Davacının haksız tutuklanma sonucu uğramış olduğu zarar nedeniyle 3.000 Lira maddi ve 10.000 Lira manevi tazminatın davalı hazineden tahsiline yönelik isteminin kısmen kabulü ile 14,35 Lira maddi ve 2.120 Lira manevi tazminatın davalıdan alınarak davacıya verilmesine, fazlaya ilişkin talebin reddine ve 900 Lira vekalet ücretinin davalıdan alınarak davacıya verilmesine ilişkin, Muş Ağır Ceza Mahkemesince verilen 05.05.2006 gün ve 249-154 sayılı hüküm, davalı hazine vekili tarafından temyiz edilmekle, dosyayı inceleyen Yargıtay 9. Ceza Dairesince 06.05.2009 gün ve 917-5434 sayı ile;
“Davanın beraat kararı verilmesinden itibaren 9 yıl 6 ay gibi uzunca bir süre geçtikten sonra açıldığı ve davacının bu süre içerisinde beraat kararından haberdar olmamasının hayatın olağan akışına uygun düşmeyeceği de gözetilerek süresinde açılmayan davanın reddi yerine kabulüne karar verilmesi” isabetsizliğinden bozulmasına karar verilmiştir.
Yerel mahkeme ise 27.07.2009 gün ve 186-165 sayı ile;
“Yargıtay Ceza Genel Kurulunun 07.03.2000 tarih 2000/8-44, 200/48 sayılı kararında dava açma süresini 10 yıl olarak belirlendiği, dava açıldığı tarihte bu kararda bir değişiklik bulunmadığı gibi Yargıtay 9. Ceza Dairesinin de bu yönde bir içtihat değişikliğinin bulunmadığı, davanın 10 yıllık süre dolmadan açıldığı anlaşılmakla davanın kabulüne karar verildiği, davacının birlikte yargılandığı ve beraat ettiği diğer iki arkadaşı ile birlikte aynı gün mahkememize tazminat davası açtığı ve her üç davanın kabulüne karar verilerek tazminata hükmedildiği, diğer iki dava ile ilgili kararların Yargıtay 9. Ceza Dairesi tarafından onanarak kesinleştiği, davacı ile ilgili kararı ise; içtihat değişikliği nedeniyle bozulduğu görülmüş olup, içtihat değişikliğinin daha önce açılan davalarda uygulanamayacağı aksine düşüncenin bireylerdeki adalet duygusunu zedeleyeceği, bu nedenle mahkememizce daha önce verilen kararda bir isabetsizlik görülmediğinden CMK’nun 326/3. maddesi gereğince Yargıtay bozma ilamına direnilmesine” karar vermiştir.

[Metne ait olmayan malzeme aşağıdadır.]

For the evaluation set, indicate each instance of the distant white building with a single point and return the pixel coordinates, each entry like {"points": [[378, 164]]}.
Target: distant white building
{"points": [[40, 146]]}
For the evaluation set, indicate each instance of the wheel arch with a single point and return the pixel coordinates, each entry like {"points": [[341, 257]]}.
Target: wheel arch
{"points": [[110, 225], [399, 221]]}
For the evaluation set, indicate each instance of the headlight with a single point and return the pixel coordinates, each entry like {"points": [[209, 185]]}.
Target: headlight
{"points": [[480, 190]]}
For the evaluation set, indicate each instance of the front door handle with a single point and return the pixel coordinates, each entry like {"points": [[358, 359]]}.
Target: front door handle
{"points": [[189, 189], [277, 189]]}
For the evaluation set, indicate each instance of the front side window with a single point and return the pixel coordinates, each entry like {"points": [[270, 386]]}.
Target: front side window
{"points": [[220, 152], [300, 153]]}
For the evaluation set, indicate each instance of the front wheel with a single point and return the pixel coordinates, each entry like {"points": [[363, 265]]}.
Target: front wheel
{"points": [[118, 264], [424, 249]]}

Bu hükmün de davalı vekili tarafından temyiz edilmesi üzerine, Yargıtay C. Başsavcılığının 18.10.2010 gün ve 220332 sayılı “bozma” istekli tebliğnamesi ile Yargıtay Birinci Başkanlığına gönderilen dosya, Ceza Genel Kurulunca değerlendirilmiş ve açıklanan gerekçe¬lerle karara bağlanmıştır.
TÜRK MİLLETİ ADINA
CEZA GENEL KURULU KARARI
Yargıtay Ceza Genel Kurulunca çözümlenmesi gereken uyuşmazlık; tazminat istemine ilişkin davanın yasal süresinde açılıp açılmadığının belirlenmesine ilişkin ise de, öncelikle yerel mahkeme direnme hükmünün yeni hüküm olup olmadığı hususu Yargıtay İç Yönetmeliğinin 27. maddesi uyarınca ön sorun olarak ele alınıp değerlendirilmiştir.

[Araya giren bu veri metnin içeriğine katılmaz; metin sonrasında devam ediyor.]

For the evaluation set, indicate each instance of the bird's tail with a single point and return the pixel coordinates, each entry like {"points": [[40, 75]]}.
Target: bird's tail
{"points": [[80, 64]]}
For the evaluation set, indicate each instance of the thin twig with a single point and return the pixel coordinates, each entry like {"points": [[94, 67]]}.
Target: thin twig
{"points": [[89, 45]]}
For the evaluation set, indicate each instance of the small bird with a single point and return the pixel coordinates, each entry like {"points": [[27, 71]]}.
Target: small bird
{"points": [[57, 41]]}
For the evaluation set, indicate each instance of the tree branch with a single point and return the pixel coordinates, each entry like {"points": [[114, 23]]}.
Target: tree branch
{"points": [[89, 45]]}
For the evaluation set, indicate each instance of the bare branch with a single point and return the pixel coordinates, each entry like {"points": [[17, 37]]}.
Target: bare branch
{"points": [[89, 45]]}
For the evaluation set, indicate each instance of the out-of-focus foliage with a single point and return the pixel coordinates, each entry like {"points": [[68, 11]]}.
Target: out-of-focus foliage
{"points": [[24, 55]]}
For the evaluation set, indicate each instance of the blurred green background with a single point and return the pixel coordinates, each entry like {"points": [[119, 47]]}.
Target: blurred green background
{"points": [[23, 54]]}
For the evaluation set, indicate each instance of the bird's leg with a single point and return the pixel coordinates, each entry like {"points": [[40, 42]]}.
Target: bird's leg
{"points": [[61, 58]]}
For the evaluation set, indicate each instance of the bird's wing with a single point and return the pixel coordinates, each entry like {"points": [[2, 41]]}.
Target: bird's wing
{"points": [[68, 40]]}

Ceza Genel Kurulunun süreklilik kazanmış uygulamalarına göre, şeklen ısrar kararı verilmiş olsa dahi;
a) Bozma kararı doğrultusunda işlem yapmak,
B) Bozma kararında tartışılması gereken hususları tartışmak,
C) Bozma sonrasında yapılan araştırmaya, incelemeye, toplanan yeni kanıtlara dayanmak,
d) İlk kararda yer almayan ve daire denetiminden geçmemiş bulunan yeni ve değişik gerekçelerle hüküm kurmak,
Suretiyle verilen hüküm, özde direnme kararı olmayıp bozmaya eylemli uyma sonucu verilen yeni bir hükümdür. Bu nitelikteki bir hükmün temyiz edilmesi halinde ise incelemenin Yargıtay’ın ilgili dairesi tarafından yapılması gerekir.

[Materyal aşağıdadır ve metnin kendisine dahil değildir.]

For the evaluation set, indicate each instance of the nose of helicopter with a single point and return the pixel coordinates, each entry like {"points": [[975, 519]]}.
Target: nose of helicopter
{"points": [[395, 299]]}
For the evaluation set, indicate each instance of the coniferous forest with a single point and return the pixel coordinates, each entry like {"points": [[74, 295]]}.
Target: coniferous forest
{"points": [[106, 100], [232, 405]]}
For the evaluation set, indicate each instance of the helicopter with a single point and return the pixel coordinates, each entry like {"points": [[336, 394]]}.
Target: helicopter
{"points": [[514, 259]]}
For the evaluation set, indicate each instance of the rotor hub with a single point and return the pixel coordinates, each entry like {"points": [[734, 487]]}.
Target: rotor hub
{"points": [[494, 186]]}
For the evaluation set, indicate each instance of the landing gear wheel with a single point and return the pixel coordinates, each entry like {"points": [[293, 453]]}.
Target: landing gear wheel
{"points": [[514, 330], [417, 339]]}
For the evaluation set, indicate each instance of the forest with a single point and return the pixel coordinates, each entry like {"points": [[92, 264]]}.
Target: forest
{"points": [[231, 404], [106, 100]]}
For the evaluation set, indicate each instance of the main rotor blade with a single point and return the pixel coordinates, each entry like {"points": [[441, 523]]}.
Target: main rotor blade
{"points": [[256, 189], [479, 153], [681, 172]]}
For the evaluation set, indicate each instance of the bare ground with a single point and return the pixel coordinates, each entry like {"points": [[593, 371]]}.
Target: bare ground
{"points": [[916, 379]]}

Direnme kararında; ilk hükümde yer almayan yeni ve değişik gerekçe ile davacıyla aynı davada yargılanarak beraat eden iki kişinin aynı gün açtığı davalarla ilgili olarak yerel mahkemece verilen aynı mahiyetteki kararların Özel Dairece onanmasına ilişkin kararlara yer verilmiş olup bu hususların Özel Dairece incelenmemiş olması karşısında, konunun ilk kez Ceza Genel Kurulunca incelenmesi olanaklı görülmediğinden, hükmün Özel Dairece incelenmesi gerekmektedir.
Bu itibarla, direnme kararı olmayıp “yeni hüküm” niteliğindeki yerel mahkeme hükmünün, temyiz davasına bakmakla görevli olan Özel Dairece incelenmesi gerekeceğinden, dosyanın Yargıtay 9. Ceza Dairesine gönderilmesine karar verilmelidir.
SONUÇ :
Açıklanan nedenlerle;
Muş Ağır Ceza Mahkemesince verilen 27.07.2009 gün ve 186-165 sayılı karar yeni hüküm niteliğinde olduğundan, dosyanın temyiz incelemesi için Yargıtay 9. Ceza Dairesine gönderilmek üzere Yargıtay C. Başsavcılığına TEVDİİNE, 26.04.2011 günü yapılan müzakerede oybirliği ile karar verildi.